Concerning the reliability of the above testimony and claims, it is worth noting that highly-placed MVD officials advanced very dubious claims about the presence of more than 300 rebel fighters in the village, including the «Abkhaz Battalion,» led by Shamil Basaev, around the time troops entered Samashki. This claim contradicts testimony by all Samashki villagers, self-defense unit fighters, and «Abkhaz Battalion» fighters themselves.7 Moreover, according to testimony given at the parliamentary commission hearings, many of the soldiers in the MVD Internal Troops and OMON staff were seeing action for the first time. The entire experience of the Chechnya war has demonstrated that given even forces between Russian troops and experienced rebel forces in defense positions, troops could not have taken the village without widescale use of artillery, and their losses from street fighting would have been significantly higher compared even to the maximum official estimates.
Some of the destruction in the village could well have occurred during street fighting — the destruction of homes from direct hits by tank fire and grenade launchers (see photograph), metal gates and fences pounded with shell fragments, and bullet traces on the walls of houses and on fallen gates. This damage and destruction, however, affected few houses and was concentrated in several sectors of the village. (Destruction in the main part of the village bore the marks of premeditated arson.) This corresponds to soldiers’ and OMON testimony that only a few houses were destroyed or damaged during fighting, and that only a part of the storming groups met resistance in the village.8 Indeed, this is why the majority of villagers who, during the operation were near houses located in areas where there was no fighting, maintained that no military activities at all took place in the village.

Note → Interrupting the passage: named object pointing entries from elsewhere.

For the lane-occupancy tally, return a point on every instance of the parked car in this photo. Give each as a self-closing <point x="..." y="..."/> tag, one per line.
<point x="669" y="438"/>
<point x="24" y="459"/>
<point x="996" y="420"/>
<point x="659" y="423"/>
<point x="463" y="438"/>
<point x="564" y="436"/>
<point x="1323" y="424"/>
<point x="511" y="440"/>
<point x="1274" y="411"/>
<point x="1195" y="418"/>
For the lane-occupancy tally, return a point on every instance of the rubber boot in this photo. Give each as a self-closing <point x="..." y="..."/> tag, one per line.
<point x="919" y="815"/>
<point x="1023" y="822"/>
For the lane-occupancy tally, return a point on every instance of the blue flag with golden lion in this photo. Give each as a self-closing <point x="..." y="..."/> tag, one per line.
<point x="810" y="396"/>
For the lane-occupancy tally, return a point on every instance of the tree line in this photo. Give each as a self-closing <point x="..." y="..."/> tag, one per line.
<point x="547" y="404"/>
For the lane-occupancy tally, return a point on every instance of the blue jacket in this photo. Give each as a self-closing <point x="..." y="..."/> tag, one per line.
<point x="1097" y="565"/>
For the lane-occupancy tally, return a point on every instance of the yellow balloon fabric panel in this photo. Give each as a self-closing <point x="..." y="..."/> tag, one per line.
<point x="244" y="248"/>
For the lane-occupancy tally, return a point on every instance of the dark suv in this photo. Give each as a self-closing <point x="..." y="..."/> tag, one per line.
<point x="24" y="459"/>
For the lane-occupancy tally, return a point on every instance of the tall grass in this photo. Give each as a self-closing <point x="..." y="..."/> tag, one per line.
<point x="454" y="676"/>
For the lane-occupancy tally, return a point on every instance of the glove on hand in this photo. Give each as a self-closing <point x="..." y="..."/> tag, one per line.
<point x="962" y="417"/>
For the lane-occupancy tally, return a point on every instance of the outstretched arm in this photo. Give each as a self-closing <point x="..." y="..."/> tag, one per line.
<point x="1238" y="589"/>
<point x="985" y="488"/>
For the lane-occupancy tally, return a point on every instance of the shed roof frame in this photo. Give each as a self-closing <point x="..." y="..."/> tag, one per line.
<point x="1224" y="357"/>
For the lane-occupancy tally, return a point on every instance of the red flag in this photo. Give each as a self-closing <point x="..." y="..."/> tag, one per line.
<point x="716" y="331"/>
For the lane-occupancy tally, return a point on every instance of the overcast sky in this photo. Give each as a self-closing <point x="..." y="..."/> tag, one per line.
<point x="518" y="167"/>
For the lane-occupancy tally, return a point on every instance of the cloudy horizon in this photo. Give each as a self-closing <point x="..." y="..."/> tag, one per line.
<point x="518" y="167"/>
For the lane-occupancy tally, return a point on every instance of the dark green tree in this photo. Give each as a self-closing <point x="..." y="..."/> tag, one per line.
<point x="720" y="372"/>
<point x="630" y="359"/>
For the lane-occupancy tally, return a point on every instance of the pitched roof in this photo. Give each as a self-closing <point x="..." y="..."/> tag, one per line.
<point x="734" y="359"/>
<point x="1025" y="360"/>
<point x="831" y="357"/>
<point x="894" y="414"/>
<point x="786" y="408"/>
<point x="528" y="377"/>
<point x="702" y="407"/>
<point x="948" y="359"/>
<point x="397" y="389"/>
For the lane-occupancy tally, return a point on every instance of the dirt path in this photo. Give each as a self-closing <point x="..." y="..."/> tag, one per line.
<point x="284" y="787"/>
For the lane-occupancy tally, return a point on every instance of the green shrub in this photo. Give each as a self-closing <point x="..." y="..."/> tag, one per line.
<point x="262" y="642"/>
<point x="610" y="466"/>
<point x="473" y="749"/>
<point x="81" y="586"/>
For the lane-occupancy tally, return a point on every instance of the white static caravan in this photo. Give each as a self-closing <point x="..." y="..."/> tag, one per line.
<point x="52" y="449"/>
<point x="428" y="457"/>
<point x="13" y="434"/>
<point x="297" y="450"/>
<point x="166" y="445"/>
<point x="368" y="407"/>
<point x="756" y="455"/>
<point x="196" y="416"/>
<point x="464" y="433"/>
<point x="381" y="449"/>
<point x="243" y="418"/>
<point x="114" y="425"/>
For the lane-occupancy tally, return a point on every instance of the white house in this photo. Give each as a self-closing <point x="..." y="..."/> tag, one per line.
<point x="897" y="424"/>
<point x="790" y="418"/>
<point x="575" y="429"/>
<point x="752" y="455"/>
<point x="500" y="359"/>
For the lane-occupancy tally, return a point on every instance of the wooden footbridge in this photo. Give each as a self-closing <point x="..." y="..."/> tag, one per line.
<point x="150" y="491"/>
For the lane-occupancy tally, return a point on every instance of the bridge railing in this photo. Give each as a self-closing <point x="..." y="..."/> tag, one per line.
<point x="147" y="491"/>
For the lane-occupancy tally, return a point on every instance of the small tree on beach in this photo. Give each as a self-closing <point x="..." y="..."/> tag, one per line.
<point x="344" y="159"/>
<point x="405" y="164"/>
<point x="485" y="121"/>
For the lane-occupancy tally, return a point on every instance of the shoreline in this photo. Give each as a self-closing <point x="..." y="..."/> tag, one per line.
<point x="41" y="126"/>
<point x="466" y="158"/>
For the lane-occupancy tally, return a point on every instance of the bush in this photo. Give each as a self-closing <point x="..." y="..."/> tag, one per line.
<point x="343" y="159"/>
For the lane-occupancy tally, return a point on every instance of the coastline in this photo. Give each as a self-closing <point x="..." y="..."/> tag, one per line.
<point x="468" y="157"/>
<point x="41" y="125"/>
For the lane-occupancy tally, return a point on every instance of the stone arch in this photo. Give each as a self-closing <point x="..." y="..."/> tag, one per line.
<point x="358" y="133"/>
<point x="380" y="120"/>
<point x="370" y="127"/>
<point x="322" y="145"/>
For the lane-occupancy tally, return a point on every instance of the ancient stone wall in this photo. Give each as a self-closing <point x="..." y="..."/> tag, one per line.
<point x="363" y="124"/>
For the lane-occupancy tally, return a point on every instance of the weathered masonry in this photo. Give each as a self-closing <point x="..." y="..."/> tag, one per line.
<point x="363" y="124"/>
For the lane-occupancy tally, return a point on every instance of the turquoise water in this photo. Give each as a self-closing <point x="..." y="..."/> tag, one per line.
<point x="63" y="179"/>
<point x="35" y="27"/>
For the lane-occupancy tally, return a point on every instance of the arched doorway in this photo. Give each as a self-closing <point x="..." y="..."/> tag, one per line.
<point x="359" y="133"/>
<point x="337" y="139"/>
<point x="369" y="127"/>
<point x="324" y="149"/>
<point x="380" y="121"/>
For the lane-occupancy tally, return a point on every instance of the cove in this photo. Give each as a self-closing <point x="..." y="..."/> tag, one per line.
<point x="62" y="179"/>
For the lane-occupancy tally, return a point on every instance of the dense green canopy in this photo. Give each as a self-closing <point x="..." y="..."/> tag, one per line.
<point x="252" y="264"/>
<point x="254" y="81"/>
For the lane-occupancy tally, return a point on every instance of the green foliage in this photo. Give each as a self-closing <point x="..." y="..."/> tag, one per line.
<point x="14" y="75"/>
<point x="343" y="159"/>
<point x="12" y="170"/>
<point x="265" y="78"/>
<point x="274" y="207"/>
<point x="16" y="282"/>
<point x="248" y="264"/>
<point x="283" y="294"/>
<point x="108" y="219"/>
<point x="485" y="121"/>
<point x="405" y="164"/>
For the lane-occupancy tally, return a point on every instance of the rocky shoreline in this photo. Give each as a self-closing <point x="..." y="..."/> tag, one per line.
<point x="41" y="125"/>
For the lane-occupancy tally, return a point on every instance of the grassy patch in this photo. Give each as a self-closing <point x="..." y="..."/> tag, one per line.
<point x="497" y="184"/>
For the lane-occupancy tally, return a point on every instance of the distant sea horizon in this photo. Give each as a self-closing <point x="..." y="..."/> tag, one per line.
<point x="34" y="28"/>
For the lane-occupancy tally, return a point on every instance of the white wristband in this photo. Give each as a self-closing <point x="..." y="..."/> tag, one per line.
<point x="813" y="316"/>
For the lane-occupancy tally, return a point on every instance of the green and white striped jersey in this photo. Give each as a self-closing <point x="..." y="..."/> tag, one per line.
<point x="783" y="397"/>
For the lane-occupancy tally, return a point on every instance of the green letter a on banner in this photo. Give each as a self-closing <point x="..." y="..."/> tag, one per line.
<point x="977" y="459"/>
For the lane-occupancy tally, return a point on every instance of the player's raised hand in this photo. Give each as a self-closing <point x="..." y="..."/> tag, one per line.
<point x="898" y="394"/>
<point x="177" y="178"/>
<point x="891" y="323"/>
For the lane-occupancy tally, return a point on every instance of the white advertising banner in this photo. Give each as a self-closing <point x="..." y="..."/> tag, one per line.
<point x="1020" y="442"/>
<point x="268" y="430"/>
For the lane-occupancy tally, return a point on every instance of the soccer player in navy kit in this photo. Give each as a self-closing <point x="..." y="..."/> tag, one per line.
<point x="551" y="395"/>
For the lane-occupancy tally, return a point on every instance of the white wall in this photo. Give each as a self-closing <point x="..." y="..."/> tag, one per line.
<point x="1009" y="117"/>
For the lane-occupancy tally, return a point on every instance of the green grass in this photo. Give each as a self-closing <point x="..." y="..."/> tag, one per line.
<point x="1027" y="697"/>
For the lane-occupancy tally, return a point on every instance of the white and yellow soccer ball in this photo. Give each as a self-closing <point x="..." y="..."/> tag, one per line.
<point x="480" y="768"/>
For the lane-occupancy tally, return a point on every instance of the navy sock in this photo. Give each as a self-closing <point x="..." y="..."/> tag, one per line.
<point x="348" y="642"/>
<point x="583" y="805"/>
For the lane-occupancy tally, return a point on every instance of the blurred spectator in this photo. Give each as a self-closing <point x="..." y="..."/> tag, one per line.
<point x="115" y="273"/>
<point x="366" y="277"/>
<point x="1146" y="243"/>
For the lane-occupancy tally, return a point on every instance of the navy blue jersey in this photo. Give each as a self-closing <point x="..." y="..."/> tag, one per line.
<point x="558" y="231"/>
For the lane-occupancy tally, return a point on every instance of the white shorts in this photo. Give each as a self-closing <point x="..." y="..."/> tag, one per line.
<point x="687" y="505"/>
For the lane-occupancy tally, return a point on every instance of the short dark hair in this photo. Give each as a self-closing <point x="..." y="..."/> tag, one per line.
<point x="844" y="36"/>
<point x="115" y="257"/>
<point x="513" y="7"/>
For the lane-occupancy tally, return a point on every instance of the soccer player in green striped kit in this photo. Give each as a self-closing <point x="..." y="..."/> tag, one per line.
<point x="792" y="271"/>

Lt.-Gen. A.S.Kulikov reported (see above) that federal troops met with especially strong resistance in the northern and western parts of Samashki. Yet the northern part of the village was left more intact than most other parts of Samashki. Damage done to the western part of the village in no way demonstrates that fighting took place in every house.9
Regardless of statements by a member of military sources, the above allows one to conclude that the battle in Samashki was localised, and that resistance to federal forces was disorganised.